Is spirituality relevant for a globalizing India?
Question: When India is rapidly globalizing and gaining economic strength, what relevance does spirituality have for India today?
Answer: Even from the practical economic viewpoint, spirituality is India’s greatest untapped national resource. Due to the profound depth of spiritual wisdom and mesmerizing variety of devotional culture that characterize India even today, huge number of international visitors come to India as spiritual tourists. These intrepid seekers are interested not in seeing relics like the Taj Mahal or visiting hill stations like Darjeeling, but in tuning in to the spiritual vibrations abuzz at holy places like Vrindavana (the birth place of Lord Krishna) and Mayapur (the birth place of Lord Chaitanya, the Kali Yuga incarnation of Lord Krishna). Sadly, the Indian government spends millions on sports events with hardly any returns, but doesn’t spend even a pittance, comparatively speaking, on spiritual events, though these are already tangible returns available due to the pioneering efforts of visionary individuals.

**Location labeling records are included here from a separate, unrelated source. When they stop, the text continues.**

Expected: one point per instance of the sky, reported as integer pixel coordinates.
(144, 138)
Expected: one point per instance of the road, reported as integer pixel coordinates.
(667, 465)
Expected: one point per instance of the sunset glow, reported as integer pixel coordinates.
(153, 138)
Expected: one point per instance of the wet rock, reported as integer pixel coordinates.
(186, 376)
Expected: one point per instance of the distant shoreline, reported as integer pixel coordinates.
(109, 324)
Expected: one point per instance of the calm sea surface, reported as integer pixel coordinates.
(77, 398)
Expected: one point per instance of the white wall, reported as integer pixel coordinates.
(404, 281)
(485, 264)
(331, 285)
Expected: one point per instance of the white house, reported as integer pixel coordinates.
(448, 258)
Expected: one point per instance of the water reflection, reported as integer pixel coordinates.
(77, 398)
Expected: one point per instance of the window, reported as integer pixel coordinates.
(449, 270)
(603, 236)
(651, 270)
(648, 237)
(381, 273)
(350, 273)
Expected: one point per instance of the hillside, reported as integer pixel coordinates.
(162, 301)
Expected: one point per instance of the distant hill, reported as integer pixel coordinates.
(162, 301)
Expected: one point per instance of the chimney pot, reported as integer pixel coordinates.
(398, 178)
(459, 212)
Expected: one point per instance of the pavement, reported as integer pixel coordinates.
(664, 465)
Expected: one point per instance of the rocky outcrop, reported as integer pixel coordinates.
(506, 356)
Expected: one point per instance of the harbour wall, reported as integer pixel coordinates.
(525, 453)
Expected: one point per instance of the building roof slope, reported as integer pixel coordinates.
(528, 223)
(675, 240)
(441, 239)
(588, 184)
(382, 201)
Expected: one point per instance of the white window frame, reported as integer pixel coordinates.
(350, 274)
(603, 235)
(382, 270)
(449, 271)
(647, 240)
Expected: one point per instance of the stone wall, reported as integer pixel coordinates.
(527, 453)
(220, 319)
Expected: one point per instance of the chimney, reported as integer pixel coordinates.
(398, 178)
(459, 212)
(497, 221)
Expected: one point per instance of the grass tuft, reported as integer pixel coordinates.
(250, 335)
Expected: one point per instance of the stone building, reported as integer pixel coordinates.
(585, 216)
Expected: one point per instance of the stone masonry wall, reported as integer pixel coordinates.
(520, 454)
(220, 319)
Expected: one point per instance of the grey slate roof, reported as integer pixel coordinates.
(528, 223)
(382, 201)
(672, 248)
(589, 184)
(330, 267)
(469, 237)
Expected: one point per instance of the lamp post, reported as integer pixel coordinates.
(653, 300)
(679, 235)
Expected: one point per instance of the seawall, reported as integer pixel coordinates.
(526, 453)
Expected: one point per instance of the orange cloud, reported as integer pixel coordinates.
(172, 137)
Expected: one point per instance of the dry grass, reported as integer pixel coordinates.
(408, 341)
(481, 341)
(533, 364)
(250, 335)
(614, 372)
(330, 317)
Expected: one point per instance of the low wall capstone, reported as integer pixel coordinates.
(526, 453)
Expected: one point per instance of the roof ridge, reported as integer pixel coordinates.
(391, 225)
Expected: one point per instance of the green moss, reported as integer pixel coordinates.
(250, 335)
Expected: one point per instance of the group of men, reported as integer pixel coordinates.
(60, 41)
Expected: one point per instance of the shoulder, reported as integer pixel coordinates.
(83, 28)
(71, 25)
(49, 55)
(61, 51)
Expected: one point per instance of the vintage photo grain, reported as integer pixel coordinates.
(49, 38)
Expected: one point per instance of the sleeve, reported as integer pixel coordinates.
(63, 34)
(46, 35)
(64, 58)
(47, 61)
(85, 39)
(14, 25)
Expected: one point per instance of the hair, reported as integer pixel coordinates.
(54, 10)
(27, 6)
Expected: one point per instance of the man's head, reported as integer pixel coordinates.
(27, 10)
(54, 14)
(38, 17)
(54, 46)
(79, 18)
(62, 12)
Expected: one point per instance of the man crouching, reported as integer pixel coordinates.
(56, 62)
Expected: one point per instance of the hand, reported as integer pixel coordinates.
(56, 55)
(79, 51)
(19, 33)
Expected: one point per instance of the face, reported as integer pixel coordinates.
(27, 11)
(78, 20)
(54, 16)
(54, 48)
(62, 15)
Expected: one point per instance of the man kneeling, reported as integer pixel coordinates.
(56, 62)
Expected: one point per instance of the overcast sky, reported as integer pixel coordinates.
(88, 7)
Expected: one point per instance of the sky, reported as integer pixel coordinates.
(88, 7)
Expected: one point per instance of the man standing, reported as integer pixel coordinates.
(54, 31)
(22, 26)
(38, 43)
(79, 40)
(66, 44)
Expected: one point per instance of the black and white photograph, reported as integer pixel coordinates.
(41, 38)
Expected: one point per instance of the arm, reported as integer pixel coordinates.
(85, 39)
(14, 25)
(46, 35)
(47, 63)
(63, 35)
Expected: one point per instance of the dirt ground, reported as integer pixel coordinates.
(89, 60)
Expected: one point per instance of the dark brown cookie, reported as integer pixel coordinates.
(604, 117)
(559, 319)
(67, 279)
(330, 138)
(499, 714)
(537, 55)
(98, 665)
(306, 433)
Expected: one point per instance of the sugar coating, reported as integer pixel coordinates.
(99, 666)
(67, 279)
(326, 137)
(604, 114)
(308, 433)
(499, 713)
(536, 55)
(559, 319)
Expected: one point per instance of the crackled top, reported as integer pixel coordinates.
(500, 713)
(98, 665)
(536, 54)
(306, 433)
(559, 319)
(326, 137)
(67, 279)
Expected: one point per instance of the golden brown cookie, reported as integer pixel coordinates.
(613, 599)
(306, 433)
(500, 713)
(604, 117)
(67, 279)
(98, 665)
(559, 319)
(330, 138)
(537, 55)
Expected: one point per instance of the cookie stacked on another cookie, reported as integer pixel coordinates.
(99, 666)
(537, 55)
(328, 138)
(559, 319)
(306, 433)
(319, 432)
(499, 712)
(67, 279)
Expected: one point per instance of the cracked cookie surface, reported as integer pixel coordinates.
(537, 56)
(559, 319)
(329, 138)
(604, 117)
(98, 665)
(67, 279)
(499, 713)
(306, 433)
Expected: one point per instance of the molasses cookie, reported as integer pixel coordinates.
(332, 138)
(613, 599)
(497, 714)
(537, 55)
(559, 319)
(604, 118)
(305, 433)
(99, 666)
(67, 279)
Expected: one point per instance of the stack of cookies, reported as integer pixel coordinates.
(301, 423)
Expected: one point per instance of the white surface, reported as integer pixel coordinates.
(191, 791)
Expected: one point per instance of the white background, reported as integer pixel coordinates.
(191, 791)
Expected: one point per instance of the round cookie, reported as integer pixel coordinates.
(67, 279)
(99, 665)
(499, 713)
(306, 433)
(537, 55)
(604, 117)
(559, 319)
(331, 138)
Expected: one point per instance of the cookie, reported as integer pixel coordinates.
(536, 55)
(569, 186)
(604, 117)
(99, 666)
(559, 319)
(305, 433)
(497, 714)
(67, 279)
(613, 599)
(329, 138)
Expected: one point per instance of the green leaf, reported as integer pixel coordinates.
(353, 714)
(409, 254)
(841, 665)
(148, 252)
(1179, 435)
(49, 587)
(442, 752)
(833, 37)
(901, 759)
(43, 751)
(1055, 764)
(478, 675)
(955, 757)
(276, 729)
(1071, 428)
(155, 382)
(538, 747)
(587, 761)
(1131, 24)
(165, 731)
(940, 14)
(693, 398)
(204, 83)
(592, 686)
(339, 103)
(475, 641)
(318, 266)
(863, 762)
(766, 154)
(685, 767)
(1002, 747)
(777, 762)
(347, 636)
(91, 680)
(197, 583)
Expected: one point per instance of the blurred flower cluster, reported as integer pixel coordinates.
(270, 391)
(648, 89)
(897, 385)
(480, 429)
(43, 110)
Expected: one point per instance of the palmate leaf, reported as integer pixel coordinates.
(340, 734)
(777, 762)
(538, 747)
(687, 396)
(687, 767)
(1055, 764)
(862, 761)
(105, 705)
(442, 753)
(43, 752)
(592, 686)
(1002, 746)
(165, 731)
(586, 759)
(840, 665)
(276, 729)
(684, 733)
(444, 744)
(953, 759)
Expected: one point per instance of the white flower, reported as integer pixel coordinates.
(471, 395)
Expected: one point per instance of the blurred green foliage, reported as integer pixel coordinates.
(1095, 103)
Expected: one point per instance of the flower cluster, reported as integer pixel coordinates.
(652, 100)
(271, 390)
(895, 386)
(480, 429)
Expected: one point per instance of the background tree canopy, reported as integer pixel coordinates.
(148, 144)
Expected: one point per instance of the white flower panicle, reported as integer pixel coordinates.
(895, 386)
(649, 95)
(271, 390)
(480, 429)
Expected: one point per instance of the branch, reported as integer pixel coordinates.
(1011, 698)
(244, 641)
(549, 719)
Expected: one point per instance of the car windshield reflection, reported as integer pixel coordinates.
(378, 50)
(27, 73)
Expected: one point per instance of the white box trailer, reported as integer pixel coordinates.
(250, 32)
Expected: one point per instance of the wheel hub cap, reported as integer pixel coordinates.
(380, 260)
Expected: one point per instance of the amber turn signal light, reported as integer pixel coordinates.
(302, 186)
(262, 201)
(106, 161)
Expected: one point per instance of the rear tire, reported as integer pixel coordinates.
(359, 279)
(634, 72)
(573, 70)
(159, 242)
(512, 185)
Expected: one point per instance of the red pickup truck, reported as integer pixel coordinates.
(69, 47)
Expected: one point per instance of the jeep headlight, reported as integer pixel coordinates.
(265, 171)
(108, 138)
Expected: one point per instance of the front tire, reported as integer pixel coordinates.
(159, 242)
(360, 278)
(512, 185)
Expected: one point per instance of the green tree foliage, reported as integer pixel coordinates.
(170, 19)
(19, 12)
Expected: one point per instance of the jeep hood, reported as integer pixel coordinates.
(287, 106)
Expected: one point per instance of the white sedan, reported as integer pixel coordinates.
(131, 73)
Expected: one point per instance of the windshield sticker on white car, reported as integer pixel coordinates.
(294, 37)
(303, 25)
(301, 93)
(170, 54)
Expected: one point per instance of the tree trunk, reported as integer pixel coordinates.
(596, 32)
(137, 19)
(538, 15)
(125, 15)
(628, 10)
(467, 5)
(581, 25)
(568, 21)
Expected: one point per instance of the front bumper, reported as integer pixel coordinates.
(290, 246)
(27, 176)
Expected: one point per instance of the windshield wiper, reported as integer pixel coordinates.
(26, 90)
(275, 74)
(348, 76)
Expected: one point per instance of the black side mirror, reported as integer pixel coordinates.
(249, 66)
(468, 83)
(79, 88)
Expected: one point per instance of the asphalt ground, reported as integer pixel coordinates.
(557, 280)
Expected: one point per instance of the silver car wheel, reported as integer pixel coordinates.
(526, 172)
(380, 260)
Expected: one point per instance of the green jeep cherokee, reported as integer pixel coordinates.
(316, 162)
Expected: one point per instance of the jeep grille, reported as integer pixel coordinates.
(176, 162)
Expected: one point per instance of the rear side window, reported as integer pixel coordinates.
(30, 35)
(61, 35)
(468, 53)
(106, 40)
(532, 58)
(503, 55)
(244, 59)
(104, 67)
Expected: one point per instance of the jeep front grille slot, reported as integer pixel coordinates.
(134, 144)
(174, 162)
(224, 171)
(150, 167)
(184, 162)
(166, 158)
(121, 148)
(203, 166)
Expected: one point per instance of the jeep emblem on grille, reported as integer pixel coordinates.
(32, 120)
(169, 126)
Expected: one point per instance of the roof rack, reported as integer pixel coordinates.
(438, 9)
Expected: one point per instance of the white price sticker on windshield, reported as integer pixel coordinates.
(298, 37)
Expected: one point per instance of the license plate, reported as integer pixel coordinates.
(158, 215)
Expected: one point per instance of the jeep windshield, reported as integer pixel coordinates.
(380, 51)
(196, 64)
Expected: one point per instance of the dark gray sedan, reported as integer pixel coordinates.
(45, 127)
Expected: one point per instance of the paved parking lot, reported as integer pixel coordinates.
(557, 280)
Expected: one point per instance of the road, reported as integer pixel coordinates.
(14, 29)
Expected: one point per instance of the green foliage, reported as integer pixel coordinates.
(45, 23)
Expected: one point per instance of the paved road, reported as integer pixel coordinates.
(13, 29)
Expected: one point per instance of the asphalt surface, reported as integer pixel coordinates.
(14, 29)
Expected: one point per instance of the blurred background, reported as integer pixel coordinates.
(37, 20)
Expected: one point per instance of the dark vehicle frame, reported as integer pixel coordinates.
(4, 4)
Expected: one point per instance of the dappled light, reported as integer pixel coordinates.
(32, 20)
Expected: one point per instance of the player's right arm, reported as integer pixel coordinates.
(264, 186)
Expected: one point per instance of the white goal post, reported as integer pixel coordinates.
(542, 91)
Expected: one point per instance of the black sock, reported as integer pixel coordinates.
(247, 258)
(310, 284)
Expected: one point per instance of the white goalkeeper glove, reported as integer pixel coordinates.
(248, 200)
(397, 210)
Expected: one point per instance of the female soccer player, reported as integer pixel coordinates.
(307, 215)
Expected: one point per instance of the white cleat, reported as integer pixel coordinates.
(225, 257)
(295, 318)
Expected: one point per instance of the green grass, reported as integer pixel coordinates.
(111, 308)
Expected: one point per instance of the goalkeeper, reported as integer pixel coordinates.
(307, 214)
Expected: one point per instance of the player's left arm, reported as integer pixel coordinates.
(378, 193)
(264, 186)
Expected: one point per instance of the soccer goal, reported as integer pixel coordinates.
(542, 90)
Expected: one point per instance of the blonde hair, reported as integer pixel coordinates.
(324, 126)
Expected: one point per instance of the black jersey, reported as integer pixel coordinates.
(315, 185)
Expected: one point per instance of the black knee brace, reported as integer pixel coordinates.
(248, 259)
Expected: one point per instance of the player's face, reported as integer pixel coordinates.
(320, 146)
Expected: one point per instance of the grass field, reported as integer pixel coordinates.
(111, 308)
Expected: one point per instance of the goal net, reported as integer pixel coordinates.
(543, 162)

Among such spiritual visionaries Srila Prabhupada, the founder of ISKCON, is prominent if not outstanding. With little less than forty rupees, he went alone to America and, within just eleven years, inspired thousands of young men and women toward a meaningful, joyful life of selfless service to God and his children. So dramatic was the spread of Indian spirituality under his stewardship that the renowned scholar on Indian history and culture, A L Basham of The Wonder that was India fame, noted, “The Hare Krishna movement arose out of next to nothing in less than twenty years and has become known all over the West. This is an important fact in the history of the Western world.” Since Basham made this observation in the early 1980s, ISKCON has spread further – not only in the West, but also in the East, especially in Eastern Europe and, of course, in India. How the spiritual tourism that ISKCON activated in Vrindavana has revitalized the economy, culture and spirituality there is vividly documented by Charles R Brooks in his Princeton-published The Hare Krishnas in India. Therein he uses the term “reverse missionary” to describe the unique phenomenon of foreigners inspiring Indians to start following their own culture. The same all-round development is seen in even more dramatically in Mayapur: what was just a barren wilderness has now become a vibrant headquarters of a global spiritual movement, offering practical employment and charitable support to thousands in the surrounding area. So, even from a practical economic viewpoint, India can gain much if it starts globalizing its spiritual heritage. No wonder Srila Prabhupada often stated that when we strive intelligently for spiritual welfare, material welfare automatically follows.